Hello, I’m in the middle of writing my university graduation paper and I want to make a questionnaire about recycling etc. However, I want to use examples and overall information about how this process looks like in Japanese households. I would really appreciate if someone could describe to me what it looks like in more specific ways. For example:
How many garbage cans do Japanese people usually have at home? What are the types? What does the process of segregation look like? What I mean by that – I believe I heard that, for example, if you eat a yogurt, you should wash it before throwing it away or when it comes to plastic bottles I think they bottle itself is one type of waste, the nametag is the other and the cap is also other one? (or maybe you just need to seperate them before throwing it in the same can?)
Similar story with old paper magazines – from what I remember that someone told me is that you need to make them in a square pile and then use a specific rope to tie it and only then you can throw it?
Those are the first questions I have in mind, maybe once I read some replies I can go deeper.
Also, if someone has some good website (even Japanese) where there is a lot of information, it would be a big help.
Thank you for any help!
4 comments
Hey, I lived in Nagasaki for a year. My apartment only had 1 trash can and people were very serious about recycling there. You are expected to recycle absolutely everything possible. You have to clean the trash thoroughly first and then separate everything based on the type and labeling. The municipal gives you specific bags for each type- a bag for glass, a bag for aluminum, a bad for plastic, a twine for tying paper and boxes, etc. All water bottles needed to have their lids and rings removed because they are a different color and plastic from the bottle.

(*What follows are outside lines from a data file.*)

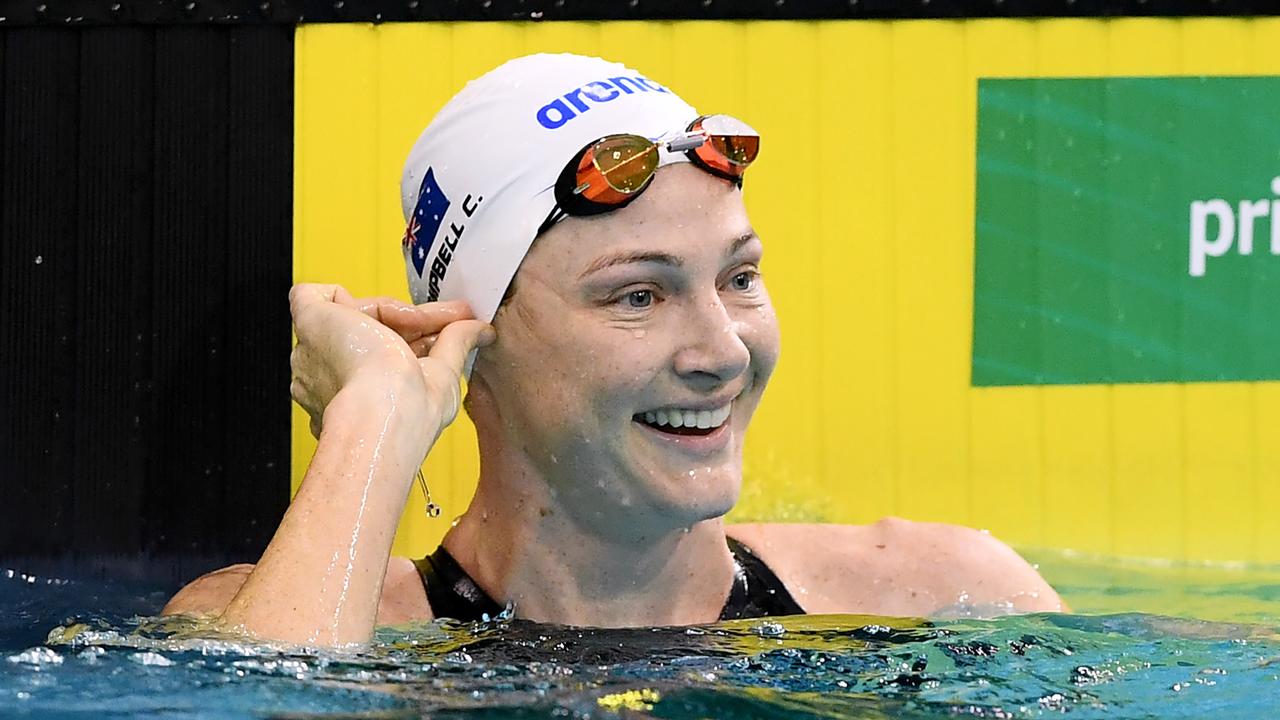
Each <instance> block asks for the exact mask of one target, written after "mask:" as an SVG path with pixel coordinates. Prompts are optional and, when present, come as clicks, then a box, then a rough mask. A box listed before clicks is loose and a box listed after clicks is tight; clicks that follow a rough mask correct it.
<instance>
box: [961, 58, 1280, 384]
mask: <svg viewBox="0 0 1280 720" xmlns="http://www.w3.org/2000/svg"><path fill="white" fill-rule="evenodd" d="M977 181H978V182H977V187H978V199H977V228H975V242H977V249H975V268H974V323H973V384H974V386H1023V384H1069V383H1142V382H1197V380H1258V379H1280V77H1247V78H1235V77H1233V78H1226V77H1215V78H1092V79H983V81H979V83H978V178H977Z"/></svg>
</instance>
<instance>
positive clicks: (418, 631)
mask: <svg viewBox="0 0 1280 720" xmlns="http://www.w3.org/2000/svg"><path fill="white" fill-rule="evenodd" d="M1027 555H1028V556H1029V557H1030V559H1032V560H1034V561H1037V562H1038V564H1039V565H1041V570H1042V571H1043V573H1044V575H1046V578H1048V580H1050V582H1051V583H1053V584H1055V585H1056V587H1059V588H1060V591H1061V592H1062V594H1064V596H1065V597H1066V598H1068V601H1069V602H1071V605H1073V606H1074V607H1075V610H1076V614H1074V615H1052V614H1042V615H1024V616H1010V618H998V619H992V620H977V619H969V618H954V619H947V620H932V621H923V620H913V619H886V618H869V616H851V615H829V616H805V618H785V619H777V620H749V621H732V623H722V624H716V625H707V626H699V628H658V629H648V628H646V629H632V630H584V629H575V628H563V626H553V625H540V624H535V623H527V621H520V620H500V619H499V620H495V621H493V623H485V624H475V625H472V624H453V623H426V624H420V625H415V626H403V628H388V629H381V630H379V634H378V638H376V642H375V643H374V644H372V646H371V647H370V648H369V650H367V651H364V652H361V653H338V652H280V651H274V650H271V648H265V647H255V646H250V644H244V643H239V642H236V641H232V639H223V641H214V639H204V638H200V637H196V635H197V634H198V629H197V628H195V626H193V624H192V623H189V621H186V620H180V619H177V620H175V619H165V620H156V619H152V618H148V616H147V615H148V614H152V612H155V611H156V609H159V607H160V606H161V605H163V603H164V600H165V598H166V597H168V594H169V588H160V587H146V585H138V584H133V585H125V584H113V583H102V582H96V583H86V582H78V580H68V579H52V578H31V577H24V575H23V574H22V573H20V571H18V570H17V569H14V571H13V574H12V577H9V571H8V570H5V569H0V611H3V619H0V655H3V656H4V657H5V659H6V661H4V662H0V716H6V717H8V716H12V717H23V716H38V717H41V719H42V720H47V719H56V717H90V716H92V717H104V716H106V717H111V716H115V717H124V716H148V717H291V719H292V717H419V716H429V717H579V719H586V717H778V719H782V717H1050V716H1060V715H1062V714H1066V716H1069V717H1162V719H1164V717H1204V716H1210V715H1213V716H1222V717H1263V716H1275V715H1276V714H1277V712H1280V634H1277V628H1280V569H1267V568H1229V566H1190V565H1176V564H1151V562H1124V561H1116V560H1105V559H1093V557H1079V556H1071V555H1065V553H1061V552H1028V553H1027ZM1197 618H1198V619H1197Z"/></svg>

Yes, it was time consuming and I had to take out the recycling often so it didn’t take up a lot of space in my kitchen. When you take it out, the trash goes into a dumpster and the recycling in my neighborhood went into a giant caged area. You tosses the recycling the same pile as other people (glass with glass, paper with paper) and once a week the town comes and takes it away. You can get fined for not sorting or throwing away recycling though it’s hard to enforce because they don’t know exactly who the trash comes from.

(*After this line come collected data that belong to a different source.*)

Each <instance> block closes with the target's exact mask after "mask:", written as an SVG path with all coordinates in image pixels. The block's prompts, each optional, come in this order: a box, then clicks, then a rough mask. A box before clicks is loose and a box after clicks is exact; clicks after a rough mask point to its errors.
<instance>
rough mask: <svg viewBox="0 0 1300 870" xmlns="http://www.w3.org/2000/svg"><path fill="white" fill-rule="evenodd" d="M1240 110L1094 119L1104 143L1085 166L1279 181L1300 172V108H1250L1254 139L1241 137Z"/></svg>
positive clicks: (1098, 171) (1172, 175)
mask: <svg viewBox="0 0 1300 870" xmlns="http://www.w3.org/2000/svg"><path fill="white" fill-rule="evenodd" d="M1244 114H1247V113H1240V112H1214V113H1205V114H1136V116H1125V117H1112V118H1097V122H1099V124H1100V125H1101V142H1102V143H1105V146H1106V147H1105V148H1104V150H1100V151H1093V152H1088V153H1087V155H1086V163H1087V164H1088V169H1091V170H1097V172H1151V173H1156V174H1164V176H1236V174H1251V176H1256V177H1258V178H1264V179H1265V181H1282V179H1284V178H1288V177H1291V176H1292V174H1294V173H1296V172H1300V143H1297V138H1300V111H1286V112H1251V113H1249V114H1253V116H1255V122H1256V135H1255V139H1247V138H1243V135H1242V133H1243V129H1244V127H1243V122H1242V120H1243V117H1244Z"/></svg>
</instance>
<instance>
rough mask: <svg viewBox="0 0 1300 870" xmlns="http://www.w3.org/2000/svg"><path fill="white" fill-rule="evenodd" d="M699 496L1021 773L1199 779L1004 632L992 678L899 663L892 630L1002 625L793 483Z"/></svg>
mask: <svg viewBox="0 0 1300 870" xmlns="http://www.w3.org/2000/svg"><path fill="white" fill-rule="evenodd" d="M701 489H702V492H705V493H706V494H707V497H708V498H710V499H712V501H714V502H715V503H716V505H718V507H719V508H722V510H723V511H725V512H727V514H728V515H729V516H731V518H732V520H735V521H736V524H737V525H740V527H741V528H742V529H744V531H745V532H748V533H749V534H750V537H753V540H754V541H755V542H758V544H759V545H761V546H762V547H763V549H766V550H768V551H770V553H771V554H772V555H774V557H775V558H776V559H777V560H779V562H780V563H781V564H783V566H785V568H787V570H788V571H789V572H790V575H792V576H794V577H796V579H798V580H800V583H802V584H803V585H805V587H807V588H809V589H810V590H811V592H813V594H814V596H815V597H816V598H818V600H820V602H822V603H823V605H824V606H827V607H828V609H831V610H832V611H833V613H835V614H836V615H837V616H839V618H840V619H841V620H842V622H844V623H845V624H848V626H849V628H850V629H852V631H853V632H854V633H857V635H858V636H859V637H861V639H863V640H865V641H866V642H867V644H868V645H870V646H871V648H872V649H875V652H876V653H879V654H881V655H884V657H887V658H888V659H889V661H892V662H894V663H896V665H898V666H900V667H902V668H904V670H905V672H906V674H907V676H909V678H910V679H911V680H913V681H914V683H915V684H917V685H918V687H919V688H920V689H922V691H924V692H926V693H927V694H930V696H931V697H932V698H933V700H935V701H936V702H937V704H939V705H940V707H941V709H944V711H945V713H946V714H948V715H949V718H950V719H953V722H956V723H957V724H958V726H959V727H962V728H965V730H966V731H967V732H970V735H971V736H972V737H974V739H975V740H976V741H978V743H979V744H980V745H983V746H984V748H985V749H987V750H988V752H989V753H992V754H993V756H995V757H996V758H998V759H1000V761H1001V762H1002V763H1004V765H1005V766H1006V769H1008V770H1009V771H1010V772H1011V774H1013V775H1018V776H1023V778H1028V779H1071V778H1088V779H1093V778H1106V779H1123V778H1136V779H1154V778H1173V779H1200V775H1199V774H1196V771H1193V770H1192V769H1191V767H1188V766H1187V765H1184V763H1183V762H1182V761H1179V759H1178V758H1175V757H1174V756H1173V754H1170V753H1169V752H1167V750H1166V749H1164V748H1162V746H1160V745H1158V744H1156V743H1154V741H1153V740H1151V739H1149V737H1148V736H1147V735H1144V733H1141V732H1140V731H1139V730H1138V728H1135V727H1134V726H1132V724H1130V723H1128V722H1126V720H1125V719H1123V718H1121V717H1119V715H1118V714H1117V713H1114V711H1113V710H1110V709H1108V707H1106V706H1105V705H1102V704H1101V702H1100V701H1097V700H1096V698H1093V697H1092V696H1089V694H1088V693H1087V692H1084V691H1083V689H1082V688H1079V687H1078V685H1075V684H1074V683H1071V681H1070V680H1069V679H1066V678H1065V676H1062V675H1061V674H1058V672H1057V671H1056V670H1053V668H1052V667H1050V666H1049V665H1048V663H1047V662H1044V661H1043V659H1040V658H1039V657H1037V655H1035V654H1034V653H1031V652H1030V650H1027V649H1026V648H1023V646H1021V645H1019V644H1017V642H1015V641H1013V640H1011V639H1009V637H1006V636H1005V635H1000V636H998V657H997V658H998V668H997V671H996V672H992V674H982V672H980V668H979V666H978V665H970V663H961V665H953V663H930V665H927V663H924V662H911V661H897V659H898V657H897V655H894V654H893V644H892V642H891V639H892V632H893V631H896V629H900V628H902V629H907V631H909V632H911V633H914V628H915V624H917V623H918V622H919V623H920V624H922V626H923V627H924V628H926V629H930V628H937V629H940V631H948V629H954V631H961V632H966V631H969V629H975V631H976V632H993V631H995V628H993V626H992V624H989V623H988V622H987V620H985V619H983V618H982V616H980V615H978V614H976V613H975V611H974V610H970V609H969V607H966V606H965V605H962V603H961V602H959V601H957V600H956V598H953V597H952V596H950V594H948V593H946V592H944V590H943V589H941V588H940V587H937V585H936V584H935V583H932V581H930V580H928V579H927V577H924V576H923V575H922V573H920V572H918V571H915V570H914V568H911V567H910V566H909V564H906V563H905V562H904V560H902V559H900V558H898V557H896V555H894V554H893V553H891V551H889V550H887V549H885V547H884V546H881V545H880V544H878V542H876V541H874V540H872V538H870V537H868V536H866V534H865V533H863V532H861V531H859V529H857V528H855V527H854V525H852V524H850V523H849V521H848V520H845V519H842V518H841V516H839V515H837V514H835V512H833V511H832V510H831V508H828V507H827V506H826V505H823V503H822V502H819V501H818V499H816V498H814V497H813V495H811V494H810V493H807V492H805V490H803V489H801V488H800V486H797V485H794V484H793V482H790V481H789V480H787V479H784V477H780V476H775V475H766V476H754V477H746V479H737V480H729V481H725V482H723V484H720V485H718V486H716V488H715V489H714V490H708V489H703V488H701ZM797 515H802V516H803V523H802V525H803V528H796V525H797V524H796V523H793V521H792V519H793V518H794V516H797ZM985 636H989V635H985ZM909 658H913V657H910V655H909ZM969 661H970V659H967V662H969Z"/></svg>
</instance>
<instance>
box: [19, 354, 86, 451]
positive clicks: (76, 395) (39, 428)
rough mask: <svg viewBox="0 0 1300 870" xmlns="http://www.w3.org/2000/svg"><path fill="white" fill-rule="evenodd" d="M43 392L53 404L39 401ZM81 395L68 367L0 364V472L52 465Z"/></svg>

I’m an 80s baby born to Japanese parents, raised overseas but spent all summers in Japan and lived there in my teens- recycling/trash is no joke over there but everyone follows the rules and regulations/has the mentality of ‘for the greater good’. I just remember my mother always saying ‘today is not ‘nama gomi’ day (‘raw trash’), making sure plastic we throw out has been washed/rinsed out, etc etc. I have never seen a rat in Japan, no lie, complete opposite of NYC where I live now where the rats are out of control ðŸ«
Also important to note that different prefectures and cities will have different rules. What’s considered burnable garbage in Tokyo might not be in Yokohama.
Some places are a lot stricter than others. Tokyo, at least where I lived, was not fussy about the lids and rings on the plastic bottles like WanderingSondering mentioned. Also we didn’t have specific bags for trash, any clear/translucent bag was allowed.
Japan doesn’t recycle so much as it burns its garbage for electricity. It’s very unusual compared to other countries.